Qu'il est amusant de l'observer ! Campé sur une souche, tête
levée et ouvrant son bec fin et arqué, il chante de
nouveau. Comment l'oiseau nain peut-il émettre des sons aussi
retentissant ? Prestement, il descend, court ou sautille le long de
la berge, disparaît dans l'enchevêtrement des racines.

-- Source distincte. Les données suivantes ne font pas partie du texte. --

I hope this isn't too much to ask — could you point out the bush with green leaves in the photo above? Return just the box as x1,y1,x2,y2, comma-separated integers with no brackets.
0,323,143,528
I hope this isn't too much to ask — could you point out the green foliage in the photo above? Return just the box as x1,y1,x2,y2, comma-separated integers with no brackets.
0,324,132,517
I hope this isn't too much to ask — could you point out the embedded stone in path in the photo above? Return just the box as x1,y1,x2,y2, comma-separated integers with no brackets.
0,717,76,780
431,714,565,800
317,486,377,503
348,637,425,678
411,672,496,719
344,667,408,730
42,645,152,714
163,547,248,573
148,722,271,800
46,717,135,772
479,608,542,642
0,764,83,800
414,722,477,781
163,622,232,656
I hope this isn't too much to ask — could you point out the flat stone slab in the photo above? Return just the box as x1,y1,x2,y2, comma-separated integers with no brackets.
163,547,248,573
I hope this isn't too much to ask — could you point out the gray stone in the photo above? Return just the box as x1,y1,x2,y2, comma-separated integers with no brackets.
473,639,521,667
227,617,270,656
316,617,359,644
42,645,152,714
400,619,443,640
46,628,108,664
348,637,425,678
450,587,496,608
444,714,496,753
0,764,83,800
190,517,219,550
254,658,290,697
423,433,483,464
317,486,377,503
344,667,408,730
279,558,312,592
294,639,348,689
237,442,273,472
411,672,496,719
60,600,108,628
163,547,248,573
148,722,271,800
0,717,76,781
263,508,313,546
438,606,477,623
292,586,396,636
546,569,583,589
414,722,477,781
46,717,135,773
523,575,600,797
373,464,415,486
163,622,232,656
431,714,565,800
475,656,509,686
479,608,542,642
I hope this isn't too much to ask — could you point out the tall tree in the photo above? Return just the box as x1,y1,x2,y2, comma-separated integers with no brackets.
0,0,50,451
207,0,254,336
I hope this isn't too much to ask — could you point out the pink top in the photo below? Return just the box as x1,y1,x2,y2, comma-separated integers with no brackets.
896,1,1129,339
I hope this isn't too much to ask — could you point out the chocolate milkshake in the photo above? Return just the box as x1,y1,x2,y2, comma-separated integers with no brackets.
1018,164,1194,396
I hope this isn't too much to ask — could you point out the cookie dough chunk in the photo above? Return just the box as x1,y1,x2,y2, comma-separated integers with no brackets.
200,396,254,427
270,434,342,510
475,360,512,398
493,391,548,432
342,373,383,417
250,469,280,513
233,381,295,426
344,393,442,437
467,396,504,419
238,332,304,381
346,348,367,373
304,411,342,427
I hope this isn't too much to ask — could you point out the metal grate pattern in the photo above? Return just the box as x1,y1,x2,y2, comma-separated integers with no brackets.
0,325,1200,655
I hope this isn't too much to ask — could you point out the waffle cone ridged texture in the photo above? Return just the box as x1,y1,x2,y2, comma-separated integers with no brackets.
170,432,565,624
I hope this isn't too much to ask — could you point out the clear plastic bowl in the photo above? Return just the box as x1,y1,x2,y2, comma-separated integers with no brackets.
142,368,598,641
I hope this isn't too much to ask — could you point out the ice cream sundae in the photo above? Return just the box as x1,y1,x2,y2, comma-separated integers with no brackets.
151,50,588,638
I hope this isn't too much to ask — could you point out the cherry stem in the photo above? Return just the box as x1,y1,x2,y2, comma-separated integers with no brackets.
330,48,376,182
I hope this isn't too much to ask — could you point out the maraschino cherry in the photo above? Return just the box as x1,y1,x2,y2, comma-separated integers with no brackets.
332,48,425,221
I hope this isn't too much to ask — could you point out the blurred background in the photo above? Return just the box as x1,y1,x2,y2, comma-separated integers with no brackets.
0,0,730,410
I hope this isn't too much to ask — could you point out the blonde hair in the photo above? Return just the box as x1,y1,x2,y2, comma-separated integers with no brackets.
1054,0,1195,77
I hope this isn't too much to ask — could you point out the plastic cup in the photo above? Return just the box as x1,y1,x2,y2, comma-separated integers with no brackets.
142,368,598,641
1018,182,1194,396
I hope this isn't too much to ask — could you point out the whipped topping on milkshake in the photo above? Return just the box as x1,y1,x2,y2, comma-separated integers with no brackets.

Un instant plus tard, il surgit sous un tronc abattu et franchit quelques
mètres d'un vol rasant, direct et rapide, les courtes ailes
arrondies vibrant comme celles d'un insecte. La sonnerie alerte s'élève
derrière les orties et les ronces où il s'est introduit.
Fureteur infatigable, le Troglodyte explore tous les recoins, les
crevasses, les trous ; il grimpe au bas d'un tronc en inspectant les
fissures de l'écorce, il s'enfonce dans la jungle des plantes
comme dans les fouillis de branches mortes et les tas de fagots abandonnés.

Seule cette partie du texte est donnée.